Народ и жители города очень хорошо ко мне относились, я не пугалась, чувствовала, что в меня не захотят попасть, а думают только испугать и отвлечь от народного чтения.

Однажды к мамочке прибежала со слезами знакомая (ко мне она даже не обращалась с этим, зная, что я с ней не соглашусь) и стала рассказывать, что перед нею шли и говорили, что они задумали бросить в меня бомбу. «Никак не пускайте Сашеньку на чтение», — просила она. А мамочка, несмотря на такую любовь ко мне, сказала: «Пусть исполняет свой долг». Это так меня тронуло… Как нам было не любить такой матери?!

Я уже говорила, что у нас были друзья — Энгельгардт и Вонлярлярская. Известный литератор Сергей Шарапов[66], их хороший знакомый, прислал приглашение на съезд дворян Московской губернии, который собирался перед открытием Думы[67]. Шарапов имел право пригласить своих знакомых, может быть, и одного, и вот он прислал им билет. Не помню, почему, но они сами не поехали, а поручили мне, чтобы я все потом рассказала. А я заочно любила Шарапова и с радостью поехала. Врач всегда охотно за меня поработает, так как я за него трудилась еще чаще. Приехала я утром, а вечером мы попали на съезд. Конечно, мало что я могу возобновить в памяти, помню только, что кто-то произнес речь о том, что крестьяне должны избирать из своей среды более или менее грамотных. Услышала я это и удивилась, что никто не возражает. В общем, меня можно было назвать застенчивой, но от сильного переживания я не вытерпела и, поднявшись с места, попросила слова. Мне сейчас же его дали. Сказала я что-то вроде: «Мне приходится жить среди крестьян, и я убедилась, что безграмотный, но нравственный, опытный и разумный крестьянин мудро разбирается в различных вопросах и нельзя его сравнить с грамотным, который нахватался только верхушек знаний и самонадеянно относится ко всему». Многие встали, защищая мое мнение. На другой же день я поспешила домой, так как просила за меня поработать только два дня. Теперь я все забыла, а тогда подробно все им рассказала.

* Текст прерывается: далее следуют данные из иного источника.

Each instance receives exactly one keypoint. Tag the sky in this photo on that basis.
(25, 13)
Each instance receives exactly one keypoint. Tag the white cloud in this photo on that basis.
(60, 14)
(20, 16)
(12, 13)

Кажется, приблизительно в это же время в Петербурге проходил Всероссийский съезд естествоиспытателей и врачей. По случаю этого съезда я и попала туда, в первый раз после окончания Медицинского института. Захотелось зайти в институт. Здесь был из прежних профессоров Волков, по внутренним болезням: он делал обход, кажется, в своей клинике. Прошло не так много лет, лет семь-восемь, а он уже ослабел по виду, побледнел и встретил меня шутливо словами: «Была мельница и развалилась»[68]. Потом увидалась с профессором гинекологии, он так обрадовался мне: «Вот как кстати вы пришли! Вы мне очень нужны, я хотел вас каким-нибудь способом разыскать. У меня есть знакомые в Новгородской губернии (или Псковской, забыла), замечательные люди. Жена очень хочет иметь домашнего врача, у них и больница. Прошу вас, поступайте туда, вам будет очень хорошо». Еще не получив ответа, он стал уже звонить по телефону. Видно, ему очень хотелось устроить это дело. А он хорошо меня знал, так как уже по окончании института, когда я оставалась для практики, мы с ним работали еще в Обуховской больнице. Но как же я могла оставить свое земское место, где все ко мне относились, как родные… Кроме того, в моих мечтах уже складывалась мысль о том, не следует ли поехать в общину во Имя Христа Спасителя. Хоть и неприятно было, но пришлось решительно отказаться.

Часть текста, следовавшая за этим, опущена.